Looking at SeaLab
A couple months ago, I wrote about some of the early experiments to allow divers to live and work on the ocean floor. You can read them below.
Recently, I stumbled across this really interesting piece from NPR about SeaLab.
It’s worth a read although there are one or two things in it that make me flinch a bit from a technical perspective. It includes the video link below showing divers, including former Gemini astronaut Scott Carpenter singing and playing ukelele.
Don’t get me wrong, I am a space junkie and have always dreamed of being on the bridge of the starship Enterprise exploring the galaxy. It just seems like we were so close to making inner space breakthroughs 50 and 60 years ago, but then lost our way. For many years, the oil industry was the leader in saturation diving, but even there ROVs and AUVs are taking over. It’s safer and easier.
The now-defunct Mir Space Station wasn’t easy to build and occupy. Or the space shuttles. Or the International Space Station.
So why not dedicate even a portion of that budget to exploring innerspace? It just seems like understanding the ocean more would help us understand our world more.
"How inappropriate to call this planet Earth when it is clearly Ocean"
— science fiction author Arthur C. Clarke.
Longer stays focus of deep-sea exploration
Living beneath the sea has been a dream of explorers for decades upon decades.
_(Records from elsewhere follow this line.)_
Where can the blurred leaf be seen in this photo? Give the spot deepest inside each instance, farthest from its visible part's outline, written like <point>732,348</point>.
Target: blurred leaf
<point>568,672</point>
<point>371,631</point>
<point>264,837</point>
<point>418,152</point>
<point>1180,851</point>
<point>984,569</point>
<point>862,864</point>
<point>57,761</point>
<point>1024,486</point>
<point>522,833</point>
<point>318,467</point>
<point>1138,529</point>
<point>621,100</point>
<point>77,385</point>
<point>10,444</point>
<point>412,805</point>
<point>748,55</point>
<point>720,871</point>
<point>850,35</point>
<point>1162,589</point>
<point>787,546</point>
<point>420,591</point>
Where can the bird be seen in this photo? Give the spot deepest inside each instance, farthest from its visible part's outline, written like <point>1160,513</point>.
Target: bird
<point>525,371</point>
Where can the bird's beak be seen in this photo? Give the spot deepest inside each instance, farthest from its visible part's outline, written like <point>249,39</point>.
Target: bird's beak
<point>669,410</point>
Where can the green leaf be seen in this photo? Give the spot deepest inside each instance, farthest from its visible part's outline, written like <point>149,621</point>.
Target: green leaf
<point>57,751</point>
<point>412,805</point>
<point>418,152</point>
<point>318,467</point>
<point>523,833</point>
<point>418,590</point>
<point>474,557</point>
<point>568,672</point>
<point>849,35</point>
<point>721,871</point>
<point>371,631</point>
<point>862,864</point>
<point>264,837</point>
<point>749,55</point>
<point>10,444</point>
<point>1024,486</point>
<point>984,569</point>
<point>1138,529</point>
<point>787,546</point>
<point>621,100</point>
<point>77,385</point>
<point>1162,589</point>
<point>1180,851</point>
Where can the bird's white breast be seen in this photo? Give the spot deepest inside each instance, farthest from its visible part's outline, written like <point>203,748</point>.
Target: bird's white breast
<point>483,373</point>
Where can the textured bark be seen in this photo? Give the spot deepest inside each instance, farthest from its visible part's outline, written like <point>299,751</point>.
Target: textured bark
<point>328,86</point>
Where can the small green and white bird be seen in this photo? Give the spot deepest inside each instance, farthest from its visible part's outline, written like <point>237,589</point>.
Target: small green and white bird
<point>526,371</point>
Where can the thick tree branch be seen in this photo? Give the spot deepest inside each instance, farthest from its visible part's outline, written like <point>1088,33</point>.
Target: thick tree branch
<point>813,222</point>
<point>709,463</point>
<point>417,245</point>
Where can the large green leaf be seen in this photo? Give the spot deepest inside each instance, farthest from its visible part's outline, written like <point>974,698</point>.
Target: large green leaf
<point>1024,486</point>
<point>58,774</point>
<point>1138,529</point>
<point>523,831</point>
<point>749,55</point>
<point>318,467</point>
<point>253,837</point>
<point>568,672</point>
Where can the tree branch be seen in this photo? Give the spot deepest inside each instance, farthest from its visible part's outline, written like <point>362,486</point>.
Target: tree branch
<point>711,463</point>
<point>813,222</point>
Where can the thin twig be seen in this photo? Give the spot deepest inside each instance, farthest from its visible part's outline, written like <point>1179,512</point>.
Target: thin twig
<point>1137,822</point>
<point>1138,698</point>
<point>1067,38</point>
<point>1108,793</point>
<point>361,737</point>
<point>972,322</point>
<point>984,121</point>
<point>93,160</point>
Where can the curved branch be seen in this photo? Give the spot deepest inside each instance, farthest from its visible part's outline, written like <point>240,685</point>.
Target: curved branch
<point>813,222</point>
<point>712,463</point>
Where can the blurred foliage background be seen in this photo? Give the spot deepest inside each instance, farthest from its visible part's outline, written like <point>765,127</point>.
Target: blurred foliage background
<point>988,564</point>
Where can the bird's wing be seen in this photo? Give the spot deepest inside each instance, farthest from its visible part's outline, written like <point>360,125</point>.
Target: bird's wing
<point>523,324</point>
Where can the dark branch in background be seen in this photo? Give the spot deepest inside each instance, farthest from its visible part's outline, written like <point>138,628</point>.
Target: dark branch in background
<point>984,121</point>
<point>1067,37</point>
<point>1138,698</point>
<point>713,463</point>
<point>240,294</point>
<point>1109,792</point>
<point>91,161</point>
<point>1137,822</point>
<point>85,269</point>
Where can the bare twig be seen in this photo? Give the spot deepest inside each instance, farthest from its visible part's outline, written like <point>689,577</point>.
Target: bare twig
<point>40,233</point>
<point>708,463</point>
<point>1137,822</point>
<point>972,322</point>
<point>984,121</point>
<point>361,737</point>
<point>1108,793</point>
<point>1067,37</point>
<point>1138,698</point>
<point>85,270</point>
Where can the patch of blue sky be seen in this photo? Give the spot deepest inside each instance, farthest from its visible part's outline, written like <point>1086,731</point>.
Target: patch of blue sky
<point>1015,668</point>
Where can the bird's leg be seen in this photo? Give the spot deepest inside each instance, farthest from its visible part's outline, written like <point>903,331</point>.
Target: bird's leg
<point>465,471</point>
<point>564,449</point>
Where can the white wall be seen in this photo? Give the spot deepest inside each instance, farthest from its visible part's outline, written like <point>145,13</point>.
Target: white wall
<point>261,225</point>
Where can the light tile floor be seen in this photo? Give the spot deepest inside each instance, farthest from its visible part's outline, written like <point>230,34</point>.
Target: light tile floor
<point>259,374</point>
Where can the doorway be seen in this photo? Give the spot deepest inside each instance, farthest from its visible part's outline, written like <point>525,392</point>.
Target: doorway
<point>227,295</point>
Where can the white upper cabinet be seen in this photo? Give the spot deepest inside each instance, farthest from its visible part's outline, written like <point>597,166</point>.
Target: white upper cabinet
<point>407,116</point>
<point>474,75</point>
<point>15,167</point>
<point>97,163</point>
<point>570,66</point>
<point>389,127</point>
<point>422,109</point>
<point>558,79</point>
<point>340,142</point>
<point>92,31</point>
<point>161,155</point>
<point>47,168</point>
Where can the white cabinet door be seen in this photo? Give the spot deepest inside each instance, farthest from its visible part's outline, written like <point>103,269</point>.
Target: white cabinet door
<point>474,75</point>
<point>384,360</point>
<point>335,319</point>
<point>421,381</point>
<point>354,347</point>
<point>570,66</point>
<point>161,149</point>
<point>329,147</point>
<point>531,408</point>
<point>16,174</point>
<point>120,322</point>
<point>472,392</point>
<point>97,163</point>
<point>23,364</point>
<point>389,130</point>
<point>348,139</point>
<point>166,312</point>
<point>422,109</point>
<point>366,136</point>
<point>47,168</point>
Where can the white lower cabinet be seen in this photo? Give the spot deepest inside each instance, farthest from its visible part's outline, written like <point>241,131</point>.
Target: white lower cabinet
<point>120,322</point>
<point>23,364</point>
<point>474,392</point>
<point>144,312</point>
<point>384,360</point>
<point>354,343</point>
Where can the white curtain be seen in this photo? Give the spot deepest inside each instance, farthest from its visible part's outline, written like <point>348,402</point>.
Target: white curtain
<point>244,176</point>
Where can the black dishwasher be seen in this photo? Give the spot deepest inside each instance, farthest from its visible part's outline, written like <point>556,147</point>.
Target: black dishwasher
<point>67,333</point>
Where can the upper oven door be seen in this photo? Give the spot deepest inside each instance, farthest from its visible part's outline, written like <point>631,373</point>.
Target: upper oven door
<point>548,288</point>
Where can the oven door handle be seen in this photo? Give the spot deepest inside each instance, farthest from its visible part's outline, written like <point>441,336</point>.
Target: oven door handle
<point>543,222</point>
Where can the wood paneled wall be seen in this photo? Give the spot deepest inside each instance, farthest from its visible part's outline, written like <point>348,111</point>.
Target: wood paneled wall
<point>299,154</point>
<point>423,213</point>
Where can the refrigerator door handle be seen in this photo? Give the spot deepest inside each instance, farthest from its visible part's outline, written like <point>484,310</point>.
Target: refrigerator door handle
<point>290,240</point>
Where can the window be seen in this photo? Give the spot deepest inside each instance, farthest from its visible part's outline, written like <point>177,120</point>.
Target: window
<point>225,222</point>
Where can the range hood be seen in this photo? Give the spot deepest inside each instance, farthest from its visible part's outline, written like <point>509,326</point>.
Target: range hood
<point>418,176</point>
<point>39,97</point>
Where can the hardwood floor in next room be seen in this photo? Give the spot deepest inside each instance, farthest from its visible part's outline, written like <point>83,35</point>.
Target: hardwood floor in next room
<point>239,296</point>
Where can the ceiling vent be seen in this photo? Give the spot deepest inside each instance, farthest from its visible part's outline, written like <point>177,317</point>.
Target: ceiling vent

Stories of Atlantis, Greek myths of Poseidon, comics like Aquaman and films like The Deep have captured our attention since the earliest days. Part of the reason for that is while the ocean is beautiful, it is also unconquered and frightening. To this day, we still don’t have…
Depth and time for the future of underwater exploration
“Right now we are basically trying to be NASA for the underwater world, where NASA makes the rocket ship, the lunar lander and then trains the astronauts, we are trying to do that as well,” Kirk Krack said recently. “And we are on a mission to make humans aquatic by bringing the diving and the marine sciences industry kicking and screaming into the 21st…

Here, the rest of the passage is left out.